I also wanted something to overlay to help protect a bit more against the wind and abrasions. So, I went with a Columbia convertible pant. Very light weight and unobtrusive. Convertible pants are also advantageous in a warmer climate – they allow for abrasion protection, and are light and loose enough to allow for a good deal of air flow. If it gets too hot, you can convert them to shorts and stuff the lower pant leg portion into your cargo pockets.
This was an interesting choice. I had to weigh in the attributes of support, durability, dexterity and sloppy, rugged terrain.
My initial choices were between Nike Frees, hiking boots and Vibram Five Fingers.
The Nike Frees and Hiking Boots had the traction I was looking for. The Nike Frees were also lighter and more dexterous than the hiking boots. However, neither the hiking boots or the Nike Frees had the sensitivity to the ground that I was looking for – I’ve been rocking Vibrams for a long time and am not a fan of swapping them out with something more engineered, no matter what the occasion.

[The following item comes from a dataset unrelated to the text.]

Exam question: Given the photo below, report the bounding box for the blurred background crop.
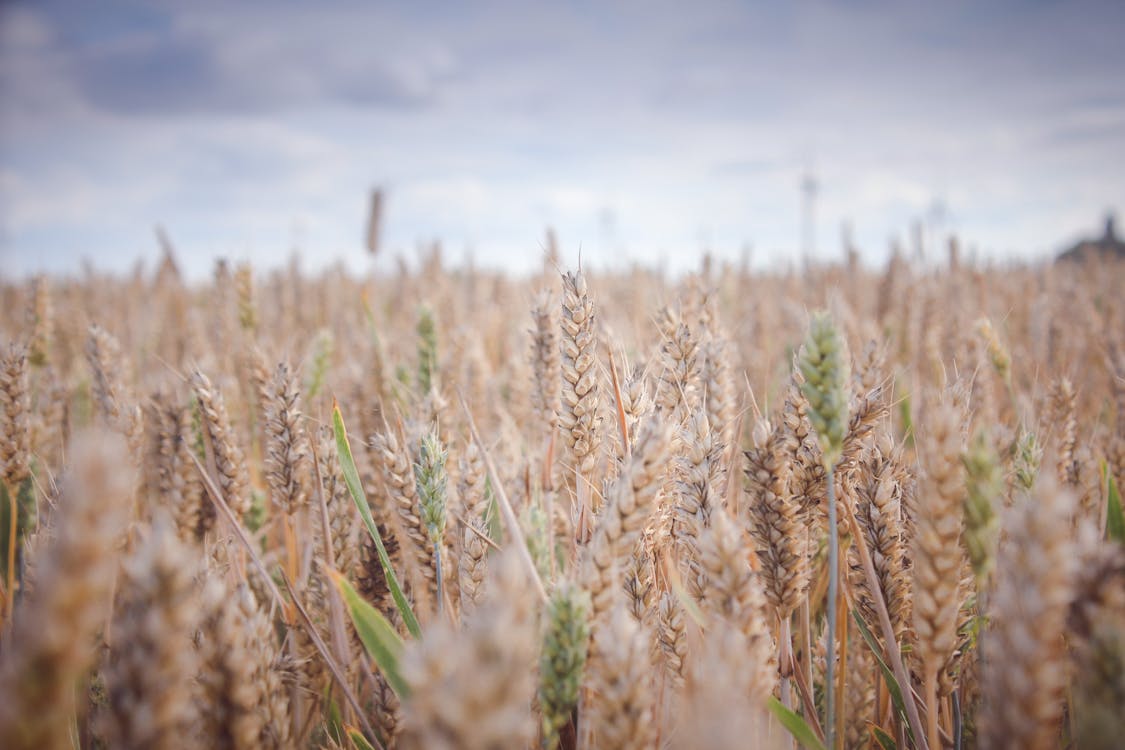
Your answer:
[0,0,1125,278]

Also, the Vibrams would fair much better against water log, thus keep me lighter for the event.
My concern with the Vibrams was that I’d either lose them in the mud, would get irritated by the insoles over a long distance, or be uncomfortable depending on how rugged the terrain was.
In the end, it came down to comfort, and I went with my Vibram KSO’s. I fatigue much less, and have less overall discomfort when running in my Vibrams than any other footwear choice. In an 12 plus mile event, fatigue management is a key factor.

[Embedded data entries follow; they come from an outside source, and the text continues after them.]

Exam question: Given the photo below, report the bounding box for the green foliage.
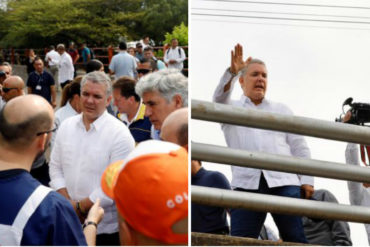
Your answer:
[0,0,187,48]
[164,22,188,46]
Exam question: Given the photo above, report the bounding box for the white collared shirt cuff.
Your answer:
[89,188,114,208]
[300,176,314,186]
[49,178,66,190]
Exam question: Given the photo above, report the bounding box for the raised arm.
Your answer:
[213,44,252,104]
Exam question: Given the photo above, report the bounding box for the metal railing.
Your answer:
[191,100,370,223]
[191,100,370,145]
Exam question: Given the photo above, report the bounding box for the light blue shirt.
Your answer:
[109,51,136,78]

Going with the Vibrams (and crew Injini socks underneath) wound up being a great choice. Ran great in them during the Mudder, even though the cold rendered my feet almost numb – no matter what type of footwear you went with on that day, your feet would be wet and freezing.
I saw a ton of people piling up their mud whipped and battered running shoes, boots and clothes after the event as garbage. My Vibrams and Under Armor gear cleaned off with one washing. While, I may not have purchased the cheapest gear for the event, I will get repeated use out of it.
One big recommendation: train in your gear BEFORE the Tough Mudder.
Get a feel for it. Make sure it ‘suits’ you well. Is it too restrictive, too loose? Is it uncomfortable or chaffing? Does it stand up to the beating you’ll be putting it through? The last thing you want to do is get to the event and run into wardrobe malfunctions.
In the end, you can choose to wear almost nothing at all, as some participants did. If so, you’re a bit crazier than most. Good for you. And if going commando is your intention, then gear choice is certainly not in question and you’re most likely NOT reading this blog post.